Vertically integrated flash solutions provide distinct technological and cost benefits to customers over SSD or flash appliances that utilize third-party software in an attempt to incorporate service components, such as de-duplication and compression, into their product offerings say experts at Skyera Inc.
Included in the stack of components of an SSD or flash system are the NAND memory itself, the flash controller to handle wear leveling and other management functions, and the RAID controller to protect against component failure. Many flash appliance companies also provide system or data service components, including LUN mapping, clones and snapshots, as part of their offerings in an attempt to offer expected enterprise features or to differentiate themselves from their competition. Those vendors that concentrate primarily on developing solid-state hardware components often turn to third-party software vendors, whose offerings tend to focus on solving the same issues on hard disk drives, to complete the stack and get to market faster.
While these software components might work well in disk-based systems, they can often lead to inefficiency, additional complexity and added costs when implemented into flash-based systems. Because much of this software is tuned for disk, there is often the need for additional CPU usage and memory accesses that slows down the system and increases latency, negating the performance boost that customers are paying a premium to achieve.
“People buy solid-state for performance and it is highly detrimental to them to spend all that money for SSD and then double or triple the latency with additional software layers and code that must be written to glue these layers of disparate products together,” said Radoslav Danilak, CEO of Skyera. “A tightly integrated solution where software and hardware architectures can be built together so there is no additional complexity is a better approach to SSD or flash systems rather than implementing existing solutions onto devices.”

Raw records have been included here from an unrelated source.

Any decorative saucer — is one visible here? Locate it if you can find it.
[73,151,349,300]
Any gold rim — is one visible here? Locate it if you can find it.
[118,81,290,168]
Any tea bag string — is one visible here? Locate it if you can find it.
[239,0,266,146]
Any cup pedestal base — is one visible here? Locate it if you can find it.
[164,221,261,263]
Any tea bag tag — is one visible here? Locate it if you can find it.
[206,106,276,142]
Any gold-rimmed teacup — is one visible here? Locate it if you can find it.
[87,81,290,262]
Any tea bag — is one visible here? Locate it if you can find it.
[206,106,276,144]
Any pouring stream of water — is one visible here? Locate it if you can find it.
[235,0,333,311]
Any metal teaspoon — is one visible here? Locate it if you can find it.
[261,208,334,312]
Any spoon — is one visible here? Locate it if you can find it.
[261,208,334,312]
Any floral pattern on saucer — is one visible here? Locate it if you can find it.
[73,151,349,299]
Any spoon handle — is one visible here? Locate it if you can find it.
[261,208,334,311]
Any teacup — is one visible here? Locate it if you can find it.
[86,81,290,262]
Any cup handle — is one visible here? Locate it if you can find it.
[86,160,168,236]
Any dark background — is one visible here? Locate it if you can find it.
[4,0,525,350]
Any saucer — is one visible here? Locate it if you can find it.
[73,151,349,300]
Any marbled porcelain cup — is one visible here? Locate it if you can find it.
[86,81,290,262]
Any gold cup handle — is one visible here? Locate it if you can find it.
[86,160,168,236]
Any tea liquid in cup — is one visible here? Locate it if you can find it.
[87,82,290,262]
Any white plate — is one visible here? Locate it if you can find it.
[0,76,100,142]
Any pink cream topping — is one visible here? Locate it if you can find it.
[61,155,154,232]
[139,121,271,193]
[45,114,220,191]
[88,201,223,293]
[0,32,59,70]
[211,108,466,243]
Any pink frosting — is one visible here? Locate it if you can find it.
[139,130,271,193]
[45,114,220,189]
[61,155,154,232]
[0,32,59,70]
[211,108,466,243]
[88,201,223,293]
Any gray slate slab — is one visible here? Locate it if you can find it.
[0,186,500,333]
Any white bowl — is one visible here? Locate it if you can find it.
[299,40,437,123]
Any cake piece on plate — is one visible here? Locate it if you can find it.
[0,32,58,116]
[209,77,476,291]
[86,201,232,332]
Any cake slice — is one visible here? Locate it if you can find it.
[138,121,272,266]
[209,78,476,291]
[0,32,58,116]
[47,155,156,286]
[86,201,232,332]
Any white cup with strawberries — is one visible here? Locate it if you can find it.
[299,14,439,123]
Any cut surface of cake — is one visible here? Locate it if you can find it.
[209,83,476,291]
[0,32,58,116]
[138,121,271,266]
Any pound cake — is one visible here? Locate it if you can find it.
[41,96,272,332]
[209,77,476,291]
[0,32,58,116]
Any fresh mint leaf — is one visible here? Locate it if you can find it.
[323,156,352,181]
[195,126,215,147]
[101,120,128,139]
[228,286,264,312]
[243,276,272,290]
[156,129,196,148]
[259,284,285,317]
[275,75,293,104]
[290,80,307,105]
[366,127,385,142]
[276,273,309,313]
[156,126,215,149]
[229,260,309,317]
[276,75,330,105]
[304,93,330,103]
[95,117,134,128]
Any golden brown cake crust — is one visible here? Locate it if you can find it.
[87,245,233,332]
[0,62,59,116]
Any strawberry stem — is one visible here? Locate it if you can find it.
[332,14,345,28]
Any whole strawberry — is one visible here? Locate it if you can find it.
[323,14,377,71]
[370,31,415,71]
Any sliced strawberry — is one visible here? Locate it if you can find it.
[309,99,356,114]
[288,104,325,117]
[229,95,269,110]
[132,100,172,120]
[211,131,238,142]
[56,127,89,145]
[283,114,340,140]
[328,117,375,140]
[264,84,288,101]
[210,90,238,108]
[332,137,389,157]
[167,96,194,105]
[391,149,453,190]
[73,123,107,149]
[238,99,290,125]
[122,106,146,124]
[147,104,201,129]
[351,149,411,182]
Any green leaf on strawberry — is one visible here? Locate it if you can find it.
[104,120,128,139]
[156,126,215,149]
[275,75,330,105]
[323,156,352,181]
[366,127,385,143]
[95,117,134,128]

Vertical integration allows flash vendors to control costs and build each component better than simply utilizing commercially available products because they will be tailored for solid-state environments, giving customers a better experience at a lower TCO. The vertically integrated Skyera Skyhawk was developed from the ground up to extend the life amplification of the latest generation of MLC Flash and to deliver a solution at a system price of less than $3 per gigabyte, in line with hard disk-based enterprise storage systems. Skyhawk features a compact half-depth 1u form factor with 44 terabytes of up to 500,000 IOPS, low-latency native capacity to satisfy the most-demanding Big Data, analytics and virtualization applications.